My phone buzzed. Stephanie was giving me a five-minute warning. They were drowning.
“Babe, I can’t stay. The ER is burning down. Talk to me.”
Slowly, he sat back and wiped his face.
“My father is dying.”
My heart sank. I didn’t think Omar and his father were close—at least, they didn’t seem to be—but watching him mourn before his dad had even passed, I wondered if there was more to their story than I knew.
“Mother called. They think he has months, but who knows? She told me . . . she said . . . this visit might be my last. God, Matty, this is my father. He is supposed to live forever. I mean . . . I know that’s stupid, but . . .”
I watched him wrestle with his feelings, struggling to gather himself amid the pain of loss to come. How many times had I seen that play out with the families of patients? How much more painful was it to watch someone I held so dear, so close to my heart? I wanted to scream and cry and punch something and run and . . . fuck.
I wanted to take his pain, but that was far beyond the skill of any doctor or nurse. It was greater, even, than any boyfriend could offer. I’d never felt so helpless.
“I’m all right,” he said, his voice strengthening as tears ebbed. “It just hit me hard this morning. I was holding a baby, and her father pressed his face and hands to the glass, and . . . Matty . . . I just lost it.”
I grabbed his face in my hands and pulled our foreheads together.
“When this day is over, you and I are spending the night on the couch. We’ll talk or not. I don’t care. I’m going to hold you, and you can tell me all about your dad and what’s going on, all right?”
He nodded against the pressure of my head but didn’t speak. I don’t think he trusted his voice yet.
“I love you, Omar. I’m going to be here for you, but I have to go before the ER implodes.”
He leaned back again. “You didn’t get to eat anything.”
And there was my Omar, thinking of me before himself.

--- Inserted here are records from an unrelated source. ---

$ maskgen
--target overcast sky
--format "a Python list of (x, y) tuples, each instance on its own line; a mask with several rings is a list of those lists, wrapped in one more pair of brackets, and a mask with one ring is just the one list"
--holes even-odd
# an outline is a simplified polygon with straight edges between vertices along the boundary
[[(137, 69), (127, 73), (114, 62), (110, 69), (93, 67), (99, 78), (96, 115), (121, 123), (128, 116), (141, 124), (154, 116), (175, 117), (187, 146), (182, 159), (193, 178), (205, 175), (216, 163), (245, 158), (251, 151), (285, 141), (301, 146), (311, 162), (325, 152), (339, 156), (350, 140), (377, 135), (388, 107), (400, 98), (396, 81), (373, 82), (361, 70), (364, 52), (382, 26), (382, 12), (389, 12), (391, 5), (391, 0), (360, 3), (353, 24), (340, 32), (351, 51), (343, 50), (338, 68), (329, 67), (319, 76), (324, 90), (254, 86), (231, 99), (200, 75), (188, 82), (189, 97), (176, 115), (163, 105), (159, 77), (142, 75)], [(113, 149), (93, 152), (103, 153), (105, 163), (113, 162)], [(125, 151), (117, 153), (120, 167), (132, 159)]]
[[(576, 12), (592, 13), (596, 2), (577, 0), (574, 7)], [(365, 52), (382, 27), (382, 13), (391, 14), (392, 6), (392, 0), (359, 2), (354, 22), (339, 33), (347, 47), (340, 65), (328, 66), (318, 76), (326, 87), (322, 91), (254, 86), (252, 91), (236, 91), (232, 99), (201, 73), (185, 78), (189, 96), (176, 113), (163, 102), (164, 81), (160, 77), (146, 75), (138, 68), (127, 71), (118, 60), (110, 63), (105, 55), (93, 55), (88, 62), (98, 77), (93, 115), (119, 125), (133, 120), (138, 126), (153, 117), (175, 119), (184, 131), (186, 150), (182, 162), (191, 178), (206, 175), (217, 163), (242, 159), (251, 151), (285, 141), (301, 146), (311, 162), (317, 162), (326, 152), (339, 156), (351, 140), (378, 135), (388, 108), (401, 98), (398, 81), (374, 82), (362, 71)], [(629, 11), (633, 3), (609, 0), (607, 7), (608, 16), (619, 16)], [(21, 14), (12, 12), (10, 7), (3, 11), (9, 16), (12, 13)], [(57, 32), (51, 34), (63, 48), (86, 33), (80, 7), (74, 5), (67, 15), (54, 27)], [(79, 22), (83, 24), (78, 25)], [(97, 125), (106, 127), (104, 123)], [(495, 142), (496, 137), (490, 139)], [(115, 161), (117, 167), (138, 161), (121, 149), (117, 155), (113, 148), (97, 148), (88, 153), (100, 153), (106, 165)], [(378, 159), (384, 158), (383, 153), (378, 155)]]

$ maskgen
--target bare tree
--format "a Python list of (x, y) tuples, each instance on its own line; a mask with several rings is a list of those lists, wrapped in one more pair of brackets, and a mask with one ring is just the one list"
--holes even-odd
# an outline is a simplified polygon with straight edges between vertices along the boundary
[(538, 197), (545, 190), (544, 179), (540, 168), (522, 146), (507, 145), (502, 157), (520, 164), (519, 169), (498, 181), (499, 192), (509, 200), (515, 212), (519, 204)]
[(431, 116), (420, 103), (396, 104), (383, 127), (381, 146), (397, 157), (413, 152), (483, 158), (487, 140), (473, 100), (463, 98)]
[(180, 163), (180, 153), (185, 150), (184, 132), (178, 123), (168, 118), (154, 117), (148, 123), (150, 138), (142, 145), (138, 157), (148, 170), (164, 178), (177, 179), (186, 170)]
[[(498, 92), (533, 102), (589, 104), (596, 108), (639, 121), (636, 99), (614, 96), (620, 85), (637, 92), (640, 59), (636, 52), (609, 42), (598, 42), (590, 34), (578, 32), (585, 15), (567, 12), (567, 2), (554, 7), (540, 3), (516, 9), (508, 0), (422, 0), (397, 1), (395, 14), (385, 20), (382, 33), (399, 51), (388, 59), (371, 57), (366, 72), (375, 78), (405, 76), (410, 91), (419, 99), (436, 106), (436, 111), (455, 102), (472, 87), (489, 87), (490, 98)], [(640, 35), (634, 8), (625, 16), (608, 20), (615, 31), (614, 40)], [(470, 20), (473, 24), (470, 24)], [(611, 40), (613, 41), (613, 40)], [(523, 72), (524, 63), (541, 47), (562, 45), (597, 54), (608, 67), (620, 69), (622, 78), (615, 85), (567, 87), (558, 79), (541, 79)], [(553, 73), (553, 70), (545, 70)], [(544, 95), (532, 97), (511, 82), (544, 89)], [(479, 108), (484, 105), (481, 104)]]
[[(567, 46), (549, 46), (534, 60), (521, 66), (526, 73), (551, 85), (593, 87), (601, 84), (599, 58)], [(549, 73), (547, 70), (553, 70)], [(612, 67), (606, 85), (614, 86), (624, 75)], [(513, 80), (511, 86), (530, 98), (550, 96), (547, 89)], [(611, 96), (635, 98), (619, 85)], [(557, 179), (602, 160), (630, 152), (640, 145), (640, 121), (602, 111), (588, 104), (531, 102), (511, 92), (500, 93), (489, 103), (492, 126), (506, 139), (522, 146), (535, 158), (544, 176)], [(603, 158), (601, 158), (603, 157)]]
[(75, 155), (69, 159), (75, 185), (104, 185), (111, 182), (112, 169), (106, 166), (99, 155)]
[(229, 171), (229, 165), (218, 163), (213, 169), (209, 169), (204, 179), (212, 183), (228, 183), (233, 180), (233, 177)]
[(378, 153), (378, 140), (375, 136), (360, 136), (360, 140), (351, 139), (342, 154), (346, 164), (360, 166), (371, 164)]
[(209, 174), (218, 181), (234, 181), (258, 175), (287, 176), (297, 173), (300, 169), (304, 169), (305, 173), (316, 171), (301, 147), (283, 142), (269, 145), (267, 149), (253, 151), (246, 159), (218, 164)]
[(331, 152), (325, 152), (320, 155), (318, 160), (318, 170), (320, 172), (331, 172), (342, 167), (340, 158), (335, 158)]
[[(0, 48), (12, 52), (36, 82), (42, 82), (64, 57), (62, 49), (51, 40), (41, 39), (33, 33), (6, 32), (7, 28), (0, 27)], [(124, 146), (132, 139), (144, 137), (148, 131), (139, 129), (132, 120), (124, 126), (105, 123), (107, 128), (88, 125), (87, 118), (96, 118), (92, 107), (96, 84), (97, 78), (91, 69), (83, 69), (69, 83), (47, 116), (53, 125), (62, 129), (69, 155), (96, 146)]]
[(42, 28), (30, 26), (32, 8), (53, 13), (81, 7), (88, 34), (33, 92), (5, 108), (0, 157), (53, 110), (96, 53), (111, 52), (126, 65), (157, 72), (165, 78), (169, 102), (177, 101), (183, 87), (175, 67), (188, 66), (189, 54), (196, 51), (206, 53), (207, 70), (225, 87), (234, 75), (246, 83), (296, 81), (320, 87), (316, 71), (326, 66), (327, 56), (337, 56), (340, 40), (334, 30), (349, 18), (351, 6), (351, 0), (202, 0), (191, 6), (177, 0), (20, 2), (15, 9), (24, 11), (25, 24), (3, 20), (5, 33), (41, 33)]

God, I loved that man.
He shuffled in his chair, reached into a pocket, and produced a protein bar.
“It isn’t much, but it will get you through the afternoon,” he said, holding the bar toward me. “I can’t have my hero go hungry.”
His hero.
Those words struck me harder than a slap across the cheek during a cat fight.
How on Earth could I be his hero? He was the strong one. He was the guy who knew what to do—always—no matter what. He might be a new nurse, but he learned faster than anyone I’d ever seen and had compassion oozing out every pore of his beautifully furry body. I couldn’t imagine anyone more hero-like than Omar.
But that was what he called me.
He leaned in and pressed his lips to mine, holding them together for a long moment. When he released me, his eyes had cleared, and he said, “Go save some lives. I love you.”
“Love you more,” I said, giving him another peck on the cheek before standing and smoothing out my scrubs. “Meet you at my place tonight?”
He nodded, blinking up at me, not really seeing anything.
“Your shift ends first. Just go there and make yourself comfortable. Have a drink. I’ll get home as fast as I can.”
“Okay,” he said. “Thank you for coming here. I know—”
I smothered his mouth with mine, then said in a stern voice, “Omar Gamal, I will always come for you. Always.”